Here we sort the distaances and look at the distance of the 25th nearest recipe to number 40.

In [14]:
close = distances.sort_values().reset_index(drop=True)[25]
close

0.41666666666666663

We then subset just the nearby cakes, those with distance less than 0.417. 

In [15]:
near_cakes = cakes[(distances<=close) & (distances>0)]
near_cakes.head(5)

Unnamed: 0,macadamia nuts,bran cereal,grape juice,milk,blueberries,pineapple juice,triple sec,couscous,biscuit baking mix,icing,...,tomato soup,pear,brandy,orange extract,masa,potato,margarita mix,almond meal,berries,candied orange peel
10,0,0,0,0,0,0,0,0,0,0,...,0,0,0,0,0,0,0,0,0,0
27,0,0,0,0,0,0,0,0,0,0,...,0,0,0,0,0,0,0,0,0,0
80,0,0,0,0,0,0,0,0,0,0,...,0,0,0,0,0,0,0,0,0,0
90,0,0,0,0,0,0,0,0,0,0,...,0,0,0,0,0,0,0,0,0,0
191,0,0,0,0,0,0,0,0,0,0,...,0,0,0,0,0,0,0,0,0,0


Let's pull out the ingredients in recipe 40, storing them in a list.

In [16]:
ingredients = [ing for ing in cakes.columns if cakes[ing][40]]
ingredients

['vanilla extract',
 'flour',
 'eggs',
 'salt',
 'sugar',
 'chocolate syrup',
 'buttermilk',
 'butter',
 'flaked coconut',
 'baking soda']

Finally, we sort the ingredients according to the number of recipes that contain them.
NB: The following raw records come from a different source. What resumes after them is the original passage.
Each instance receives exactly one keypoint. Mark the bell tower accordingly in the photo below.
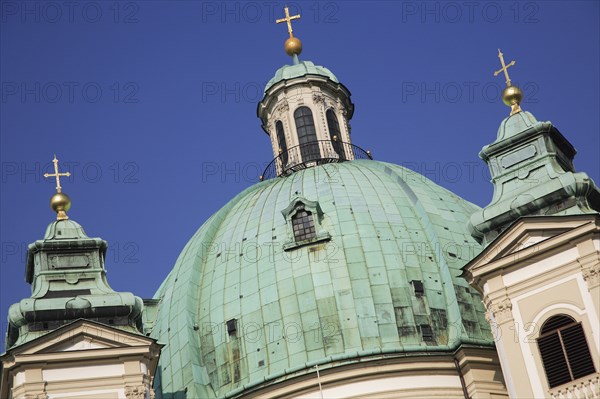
(306, 113)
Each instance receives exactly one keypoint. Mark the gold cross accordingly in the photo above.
(504, 68)
(57, 175)
(288, 19)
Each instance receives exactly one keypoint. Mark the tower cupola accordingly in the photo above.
(306, 112)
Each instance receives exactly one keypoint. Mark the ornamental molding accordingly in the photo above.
(137, 392)
(499, 311)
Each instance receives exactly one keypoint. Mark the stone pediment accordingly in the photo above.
(82, 335)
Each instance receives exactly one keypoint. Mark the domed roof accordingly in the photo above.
(239, 310)
(300, 68)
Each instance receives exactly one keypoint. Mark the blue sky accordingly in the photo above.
(151, 105)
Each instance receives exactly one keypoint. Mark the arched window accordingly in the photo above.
(303, 225)
(564, 350)
(334, 133)
(281, 142)
(307, 135)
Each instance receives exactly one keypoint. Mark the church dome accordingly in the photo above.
(246, 305)
(300, 68)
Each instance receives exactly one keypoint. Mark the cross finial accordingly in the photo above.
(60, 202)
(511, 95)
(289, 20)
(504, 68)
(57, 174)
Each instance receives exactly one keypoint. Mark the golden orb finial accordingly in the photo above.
(293, 45)
(59, 202)
(512, 95)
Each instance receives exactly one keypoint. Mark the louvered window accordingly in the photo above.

We then leave out all the ingredients that are already in cake 40. 

In [17]:
recommendations = near_cakes.apply(sum,axis=0).sort_values(ascending=False).reset_index()
recommendations[~recommendations["index"].isin(ingredients)].head(10)

Unnamed: 0,index,0
8,baking powder,9
10,walnut,3
11,cocoa powder,3
12,water,3
13,cinnamon,3
14,banana,2
15,nutmeg,2
16,coconut extract,2
17,almond,2
18,vegetable oil,2


Let's wrap these two into a function and have a look at a few cakes and what we recommend to add.

In [18]:
def dist(a,b):
    
    intersection = sum((a+b)==2)
    union = sum((a+b)>=1)
    
    # print intersection,union
    
    return 1.0-(0.0+intersection)/union

def recommend(c,k=10,recipes=cakes):
    
    n_recipes = recipes.shape[0]
    
    ingredients = [ing for ing in cakes.columns if cakes[ing][c]]
    print("Ingredients in recipe",c)
    print(ingredients)
    
    distances = Series([dist(recipes.iloc[c,:],recipes.iloc[i,:]) for i in range(n_recipes)])
    close = list(distances.sort_values())[k]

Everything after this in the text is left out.